Orkut, ditchan? É, orkut... Nome estranho, mas muito popular naquela época. Tinha até um ditado de um amigo das antigas, o Tatá Aeroplano, que dizia que “Orkut de bêbado não tem dono”, mas você é muito jovem pra entender essas coisas. Isso me fez lembrar do Jumbo Elektro, lembra que eu te contei uma historinha de uma banda que o ditchan tinha, que era muito engraçada, lembra? Acho que das banda que eu participei, foi a que fez mais sucesso... Tinha eu que tocava teclado, o Tatá que era o cantor, o Isiman que era baixista, o Setão que era baterista, o Gunter apavorando as nossas groupies e o Ozório e o Fernandão nas guitarras. Quanto nome estranho? É que você não viu os nossos pseudônimos de palco: Dimas turbo, Frito Sampler, Otto Vander Vander, General Eletric, Dr.
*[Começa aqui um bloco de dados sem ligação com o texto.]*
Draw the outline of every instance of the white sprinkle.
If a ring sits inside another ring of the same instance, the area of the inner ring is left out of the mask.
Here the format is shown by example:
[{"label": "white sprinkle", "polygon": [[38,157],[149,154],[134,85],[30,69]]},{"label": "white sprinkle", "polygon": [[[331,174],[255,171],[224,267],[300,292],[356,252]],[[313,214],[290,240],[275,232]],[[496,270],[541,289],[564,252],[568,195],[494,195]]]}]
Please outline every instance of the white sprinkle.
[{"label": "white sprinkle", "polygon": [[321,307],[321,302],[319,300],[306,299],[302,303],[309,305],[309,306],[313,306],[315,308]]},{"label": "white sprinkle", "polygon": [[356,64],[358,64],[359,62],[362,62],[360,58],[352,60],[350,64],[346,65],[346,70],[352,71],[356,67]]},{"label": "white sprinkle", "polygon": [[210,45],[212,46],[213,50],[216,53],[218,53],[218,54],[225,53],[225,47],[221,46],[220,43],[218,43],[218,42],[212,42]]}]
Gory, Lê Cheval e Hans Sakamura. Ele era japonês também, ditchan? Quase isso. Nas palavras do General: Ele era um típico descendente de japoneses e prussianos! Mas o que é prussiano? Ai... Akira, isso já uma outra história.



(FADE OUT)

A Alemanha, antes de ser Alemanha mesmo, se chamava Prússia ...

Sobre o autor desta crônica:
Dudu Tsuda é mojica, ex-desquitado e medieval nas horas vagas. Adora festas, pessoas simples e seus queridos avós.



[1] - Ditchan significa vovô em japonês.
[2] - Invenção da HP datada de 2015 que permitiu o uso dos cabos óticos como vias comunicacionais dentre os portais de tele-transporte. Hoje, já não se usa mais cabos óticos, mas durante muitos anos (e ainda em lugares mais pobres do país) sua utilização foi fundamental na implementação da tecnologia de tele-transporte.
[3] - Eye connect é uma ferramenta do Virtual World Windows Home Assistence 2045, de autoria do Bill Gates Junior, que permite você conectar o seu olhar no Virtual World Interface, podendo gravar vídeos ou mesmo transmitir as imagens dos seus olhos ao vivo para outros usuários.